E per rinfrescare la memoria quanto deve Napoleone ai ponti, nell’ascesa memorabile e nella caduta per cui egualmente sono stati sprecati tutti gli aggettivi possibili? Un quadro di Horace Vernet dice tutto, più abbordabile all’occhio del bassorilievo dell’arco di trionfo con lo stesso soggetto. C’è un giovane Napoleone, smilzo, aureolato di vittoria, con la bandiera in mano che guida la carica per prendere il ponte di Arcole sotto la mitraglia degli austriaci. Prima campagna d’Italia, sfolgorante ouverture del volo dell’aquila.
Ma quell’uomo tragicamente destinato a ricusare e sforzare ogni limite diede materia a molte generazioni di storici anche con il ponte della sconfitta, l’intirizzito varco sulla Beresina nel precipitoso ritorno da Mosca. Sotto un cielo di grafite, con i cosacchi al dorso e una striminzita Grande armata quel ponte preso d’assalto fu l’ultimo piedistallo della gloria. Non per l’Imperatore già passato svelto e senza danni per andare a preparare la impossibile rivincita. Ma per Ney, il prode dei prodi, che nel nome della Beresina ottenne un fragile titolo nobiliare, per poi sprecarlo con un tradimento e una fucilazione.
E poi ci sono i ponti nostri, quelli delle ritirate, delle sofferenti anàbasi che sono le tinte delle nostre guerra di poveri. Le ore di piombo di Caporetto, il fatale 1917. Un mare di gente pesta e sbaragliata, soldati e profughi si mette in marcia verso il Tagliamento, si inneggia al nemico si gettano i fucili la guerra, si illude qualcuno, è finita. Invece Cadorna, sempre lui, ancora lui, sogna Termopili fluviali, vuole forse rallentare il nibelungico sforzo di quei tedeschi già definiti invincibili. Si pretendono istantanee metamorfosi eroiche davanti ai ponti a Codroipo Latisana e Madrisio. Ufficiali ancora nostalgici delle decimazioni passano al vaglio i fuggiaschi senza fucile. Si allestiscono frettolosi plotoni di esecuzione. Ma il fiume traditore è con i tedeschi, è gonfio, disarciona a ondate i ponti di barche costruiti a supporto. Allarme urla fucilate dall’altra sponda che nereggia di gente: son qui! Arrivano! Sono solo avanguardie, ma un ufficiale a Codroipo preso dal panico, ordina di far brillare le mine. Molti, troppi restano sull’altra sponda.

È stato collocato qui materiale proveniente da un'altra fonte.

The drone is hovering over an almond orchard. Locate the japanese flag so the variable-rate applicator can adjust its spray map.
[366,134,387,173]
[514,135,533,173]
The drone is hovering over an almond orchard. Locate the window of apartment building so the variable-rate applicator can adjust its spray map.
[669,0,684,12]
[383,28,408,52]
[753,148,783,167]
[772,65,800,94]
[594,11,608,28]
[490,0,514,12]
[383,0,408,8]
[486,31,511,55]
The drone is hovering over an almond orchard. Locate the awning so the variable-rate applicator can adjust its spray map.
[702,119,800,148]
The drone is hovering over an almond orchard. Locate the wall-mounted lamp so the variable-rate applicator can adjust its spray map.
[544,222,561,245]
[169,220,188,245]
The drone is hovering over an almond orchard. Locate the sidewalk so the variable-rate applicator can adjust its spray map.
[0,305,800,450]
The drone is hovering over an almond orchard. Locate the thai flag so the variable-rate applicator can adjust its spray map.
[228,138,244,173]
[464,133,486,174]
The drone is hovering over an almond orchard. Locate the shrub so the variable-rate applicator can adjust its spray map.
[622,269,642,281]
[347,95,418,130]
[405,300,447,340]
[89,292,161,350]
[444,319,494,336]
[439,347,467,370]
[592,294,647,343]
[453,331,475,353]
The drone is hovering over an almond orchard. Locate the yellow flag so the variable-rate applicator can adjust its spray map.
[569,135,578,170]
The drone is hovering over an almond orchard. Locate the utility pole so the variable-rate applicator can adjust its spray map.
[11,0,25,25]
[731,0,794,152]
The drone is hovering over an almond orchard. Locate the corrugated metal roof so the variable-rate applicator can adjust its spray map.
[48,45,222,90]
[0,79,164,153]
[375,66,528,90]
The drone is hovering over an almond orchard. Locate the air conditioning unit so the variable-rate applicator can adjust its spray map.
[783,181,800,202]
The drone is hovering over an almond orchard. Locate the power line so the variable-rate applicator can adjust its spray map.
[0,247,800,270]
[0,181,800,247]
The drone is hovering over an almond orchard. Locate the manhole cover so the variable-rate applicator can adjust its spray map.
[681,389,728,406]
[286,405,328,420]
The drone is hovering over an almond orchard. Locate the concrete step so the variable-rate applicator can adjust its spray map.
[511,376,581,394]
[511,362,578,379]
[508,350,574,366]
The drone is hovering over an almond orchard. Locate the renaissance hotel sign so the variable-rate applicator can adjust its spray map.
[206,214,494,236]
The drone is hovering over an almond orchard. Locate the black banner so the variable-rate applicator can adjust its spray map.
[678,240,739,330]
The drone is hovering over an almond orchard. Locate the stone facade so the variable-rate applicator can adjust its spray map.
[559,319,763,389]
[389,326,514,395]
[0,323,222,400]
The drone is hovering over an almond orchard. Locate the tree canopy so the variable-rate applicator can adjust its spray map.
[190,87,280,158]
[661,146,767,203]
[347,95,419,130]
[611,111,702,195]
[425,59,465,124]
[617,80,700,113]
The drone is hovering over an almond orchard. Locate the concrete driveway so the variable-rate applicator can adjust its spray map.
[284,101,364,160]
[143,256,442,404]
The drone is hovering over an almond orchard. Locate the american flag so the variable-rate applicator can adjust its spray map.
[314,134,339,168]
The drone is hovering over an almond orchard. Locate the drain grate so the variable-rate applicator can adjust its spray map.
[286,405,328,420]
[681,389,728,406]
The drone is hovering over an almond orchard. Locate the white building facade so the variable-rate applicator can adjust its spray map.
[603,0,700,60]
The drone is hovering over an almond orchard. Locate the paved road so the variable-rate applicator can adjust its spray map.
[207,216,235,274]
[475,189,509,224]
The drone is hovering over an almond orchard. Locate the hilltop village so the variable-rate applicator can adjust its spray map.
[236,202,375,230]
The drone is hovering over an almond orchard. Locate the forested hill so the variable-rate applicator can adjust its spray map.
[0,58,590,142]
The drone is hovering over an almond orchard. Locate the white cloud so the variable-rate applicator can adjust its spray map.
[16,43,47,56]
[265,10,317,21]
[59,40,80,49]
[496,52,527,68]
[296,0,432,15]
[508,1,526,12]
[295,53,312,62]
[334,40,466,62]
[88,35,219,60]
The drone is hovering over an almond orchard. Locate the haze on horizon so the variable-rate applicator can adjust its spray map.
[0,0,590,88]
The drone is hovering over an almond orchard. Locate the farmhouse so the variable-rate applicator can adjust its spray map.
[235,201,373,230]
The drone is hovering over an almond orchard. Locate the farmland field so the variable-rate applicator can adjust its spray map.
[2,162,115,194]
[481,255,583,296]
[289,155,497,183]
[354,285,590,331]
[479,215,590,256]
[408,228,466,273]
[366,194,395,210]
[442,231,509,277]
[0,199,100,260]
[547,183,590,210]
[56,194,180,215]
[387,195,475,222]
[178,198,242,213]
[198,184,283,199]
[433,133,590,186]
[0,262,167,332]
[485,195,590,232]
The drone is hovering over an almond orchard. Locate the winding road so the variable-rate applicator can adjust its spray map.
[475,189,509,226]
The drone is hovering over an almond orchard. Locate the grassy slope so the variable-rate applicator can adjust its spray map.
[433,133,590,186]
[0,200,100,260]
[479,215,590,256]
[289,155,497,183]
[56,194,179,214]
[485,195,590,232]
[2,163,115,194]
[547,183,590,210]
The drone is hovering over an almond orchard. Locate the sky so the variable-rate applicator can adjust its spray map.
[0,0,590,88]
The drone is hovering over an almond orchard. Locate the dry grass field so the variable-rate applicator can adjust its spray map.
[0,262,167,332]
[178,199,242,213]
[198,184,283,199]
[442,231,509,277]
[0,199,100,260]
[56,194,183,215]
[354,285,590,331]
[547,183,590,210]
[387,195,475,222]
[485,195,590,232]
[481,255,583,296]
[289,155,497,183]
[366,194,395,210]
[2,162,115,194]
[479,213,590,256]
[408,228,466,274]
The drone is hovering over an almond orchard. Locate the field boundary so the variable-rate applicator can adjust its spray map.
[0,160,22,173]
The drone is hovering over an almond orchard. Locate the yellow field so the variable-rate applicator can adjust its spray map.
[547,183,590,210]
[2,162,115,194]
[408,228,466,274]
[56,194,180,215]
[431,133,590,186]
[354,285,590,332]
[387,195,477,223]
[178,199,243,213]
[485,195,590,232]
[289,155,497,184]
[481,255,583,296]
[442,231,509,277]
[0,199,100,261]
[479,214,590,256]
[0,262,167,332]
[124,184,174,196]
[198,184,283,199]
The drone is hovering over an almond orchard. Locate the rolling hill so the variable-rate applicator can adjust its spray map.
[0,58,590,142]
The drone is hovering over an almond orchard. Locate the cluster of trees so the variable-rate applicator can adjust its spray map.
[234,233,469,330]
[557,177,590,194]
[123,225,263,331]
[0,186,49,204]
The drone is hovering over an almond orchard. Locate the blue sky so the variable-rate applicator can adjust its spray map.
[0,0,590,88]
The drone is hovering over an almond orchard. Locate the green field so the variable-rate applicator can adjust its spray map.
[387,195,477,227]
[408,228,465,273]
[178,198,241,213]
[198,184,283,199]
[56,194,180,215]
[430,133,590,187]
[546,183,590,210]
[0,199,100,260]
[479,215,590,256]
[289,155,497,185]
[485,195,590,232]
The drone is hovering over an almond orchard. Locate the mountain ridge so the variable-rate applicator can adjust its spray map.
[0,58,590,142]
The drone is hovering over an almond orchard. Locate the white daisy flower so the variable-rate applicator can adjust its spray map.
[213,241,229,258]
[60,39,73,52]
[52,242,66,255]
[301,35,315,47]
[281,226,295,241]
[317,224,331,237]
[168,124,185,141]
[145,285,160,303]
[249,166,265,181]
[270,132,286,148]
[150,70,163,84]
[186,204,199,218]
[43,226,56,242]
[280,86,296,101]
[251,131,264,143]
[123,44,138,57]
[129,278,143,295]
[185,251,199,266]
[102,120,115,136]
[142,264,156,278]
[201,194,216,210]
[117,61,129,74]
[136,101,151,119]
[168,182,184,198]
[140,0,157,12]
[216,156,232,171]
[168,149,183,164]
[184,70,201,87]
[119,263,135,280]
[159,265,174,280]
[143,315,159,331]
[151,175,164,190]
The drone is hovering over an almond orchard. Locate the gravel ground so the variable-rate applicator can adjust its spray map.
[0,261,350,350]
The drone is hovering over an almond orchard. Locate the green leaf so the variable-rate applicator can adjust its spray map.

E poi il ponte che divenne canzone della Julia, Perati, in Albania, un ponte da niente tra un groviglio inestricabile di dorsi rognosi, senza un filo d’erba, il resto di antichi cataclismi. Lo passammo sicuri di spezzare le reni alla Grecia facendolo risuonare sotto le scarpe di cuoio con 72 chiodi cadauna come da sabaudo regolamento, i polpacci imprigionati nelle fasce gambiere. Slittammo indietro di chilometri nonostante le frustate telegrafiche del maresciallo dell’impero.
Ponti che non vennero distrutti accelerarono la fine di una guerra. Lo avevano intitolato a Ludendorff, chissà perché visto che anche quel signore della guerra aveva postillato la parola «Rückzug», ritirata. Eran trecento metri in acciaio sul Reno a Remagen. Nel marzo del 1945 il Reich ex millenario già agonizzava ma cercava ancora gloria nelle carneficine per la rabbia di non poterla conseguire nella vittoria. Incombeva già tra gli alti comandi americani la corsa con i russi e il traguardo era ancora lontanissimo, Berlino. I tedeschi l’avevano tenuto in piedi, quel ponte, chissà sognavano di ripassarlo in una improbabile controffensiva. Quando si rassegnarono le cariche fecero cilecca. Dieci giorni dopo il passaggio americano il ponte, di schianto, crollò.